I have a network wherein seven different offices are connecting to our main office through frame relay lines. It's sort of an internal network, not publicly accessible. Each of our offices also has a high speed DSL line for Internet access. We want to eliminate the frame relay lines and instead use DSL lines for VPN access. I understand that I can use a Cisco 1760 router with a static IP at my head office. Each group company has multiple clients that access our server. So VPN clients will be installed on each client machine. What is the additional infrastructure required at each group office to connect to our router apart from the VPN client? Please let me know the details I should look into and whether the above scenario can be set up without too much investment.
The scenario you describe sounds like a fairly typical IPsec remote access VPN. The Cisco 1760 will serve as the VPN's gateway, using DSL to obtain access to the Internet. Every remote host that needs to access your main office network will require Cisco VPN client software and some kind of Internet access. You will need to configure policies on your Cisco 1760 to permit access by those clients, including user credentials to authenticate each client, and IPsec selectors that determine which hosts/subnets each client is permitted to access inside your main office network.
Another option would be to install VPN hardware at every remote office and set up a site-to-site VPN that connects those 7 remote offices to your main office. Each host would not need its own VPN client software or user credentials, because all clients at each remote office would share the 7 tunnels between remote and main VPN gateways. This makes more sense if you want to let EVERYONE at each remote office have the SAME access to your main office network. However, if you want to permit only a few clients, or need to vary permission for individual users, then a remote access VPN is more appropriate.
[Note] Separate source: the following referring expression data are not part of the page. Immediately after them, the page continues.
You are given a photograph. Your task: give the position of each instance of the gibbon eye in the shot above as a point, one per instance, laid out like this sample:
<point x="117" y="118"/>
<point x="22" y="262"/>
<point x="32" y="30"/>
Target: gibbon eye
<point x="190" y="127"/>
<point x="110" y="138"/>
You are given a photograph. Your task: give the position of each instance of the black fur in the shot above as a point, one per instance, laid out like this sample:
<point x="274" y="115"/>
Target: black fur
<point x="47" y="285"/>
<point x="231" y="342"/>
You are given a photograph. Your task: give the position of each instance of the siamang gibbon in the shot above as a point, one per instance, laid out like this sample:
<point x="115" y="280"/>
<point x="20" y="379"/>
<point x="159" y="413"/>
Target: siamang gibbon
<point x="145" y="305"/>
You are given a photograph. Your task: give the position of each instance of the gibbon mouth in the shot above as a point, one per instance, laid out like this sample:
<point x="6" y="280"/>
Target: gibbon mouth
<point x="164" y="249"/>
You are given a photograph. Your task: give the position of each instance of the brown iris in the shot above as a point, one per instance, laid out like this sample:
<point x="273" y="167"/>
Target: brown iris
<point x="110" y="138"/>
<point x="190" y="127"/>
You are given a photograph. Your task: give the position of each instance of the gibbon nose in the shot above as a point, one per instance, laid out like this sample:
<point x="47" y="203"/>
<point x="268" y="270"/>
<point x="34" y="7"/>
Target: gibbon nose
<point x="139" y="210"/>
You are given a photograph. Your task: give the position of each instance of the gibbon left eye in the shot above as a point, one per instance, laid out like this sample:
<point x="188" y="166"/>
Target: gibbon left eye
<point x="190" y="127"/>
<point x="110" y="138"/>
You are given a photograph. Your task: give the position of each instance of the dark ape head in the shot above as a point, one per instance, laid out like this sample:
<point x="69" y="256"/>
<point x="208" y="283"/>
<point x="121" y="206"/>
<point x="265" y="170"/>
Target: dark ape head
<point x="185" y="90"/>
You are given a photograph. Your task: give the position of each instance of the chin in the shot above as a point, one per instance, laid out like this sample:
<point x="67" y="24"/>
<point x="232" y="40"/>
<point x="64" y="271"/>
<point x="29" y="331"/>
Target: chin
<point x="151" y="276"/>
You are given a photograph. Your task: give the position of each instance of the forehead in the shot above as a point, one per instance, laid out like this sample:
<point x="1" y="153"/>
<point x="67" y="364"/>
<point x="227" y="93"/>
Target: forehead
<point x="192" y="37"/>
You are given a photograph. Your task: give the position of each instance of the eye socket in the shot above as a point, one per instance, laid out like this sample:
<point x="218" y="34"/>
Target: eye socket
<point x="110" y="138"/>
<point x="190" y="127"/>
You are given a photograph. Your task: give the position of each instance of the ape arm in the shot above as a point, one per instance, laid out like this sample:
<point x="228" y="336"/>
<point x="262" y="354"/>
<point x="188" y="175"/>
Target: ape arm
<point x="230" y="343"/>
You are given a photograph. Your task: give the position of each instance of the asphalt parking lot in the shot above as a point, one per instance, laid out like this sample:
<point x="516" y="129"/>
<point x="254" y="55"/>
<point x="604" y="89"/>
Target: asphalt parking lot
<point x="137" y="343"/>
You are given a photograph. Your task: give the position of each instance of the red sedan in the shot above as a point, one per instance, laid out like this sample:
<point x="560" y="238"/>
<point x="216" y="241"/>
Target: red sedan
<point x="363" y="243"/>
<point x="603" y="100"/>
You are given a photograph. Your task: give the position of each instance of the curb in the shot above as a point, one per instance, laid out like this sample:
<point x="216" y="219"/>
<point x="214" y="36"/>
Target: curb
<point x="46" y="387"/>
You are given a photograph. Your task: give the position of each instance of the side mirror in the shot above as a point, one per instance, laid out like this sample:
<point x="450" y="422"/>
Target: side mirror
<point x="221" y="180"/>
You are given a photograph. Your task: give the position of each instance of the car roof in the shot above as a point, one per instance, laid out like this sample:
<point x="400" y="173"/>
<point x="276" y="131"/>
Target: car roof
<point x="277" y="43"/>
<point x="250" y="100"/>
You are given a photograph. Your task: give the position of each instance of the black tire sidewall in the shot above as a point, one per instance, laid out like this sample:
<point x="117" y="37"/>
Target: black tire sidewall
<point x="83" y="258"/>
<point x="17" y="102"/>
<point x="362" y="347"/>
For a remote access VPN with the hardware that you describe, each remote office will require Internet access. NAT Traversal in your Cisco 1760 and VPN Client software will let IPsec traffic be forwarded through remote office router/firewalls, no matter what they might be. However, the router/firewall at every remote office must be configured to permit bi-directional traffic on ports used by your VPN.
You will need to work with each remote office to install appropriately-configured Cisco VPN Client software on every remote host, to identify the username/password for each authorized user, and to train users about how and when to launch VPN clients.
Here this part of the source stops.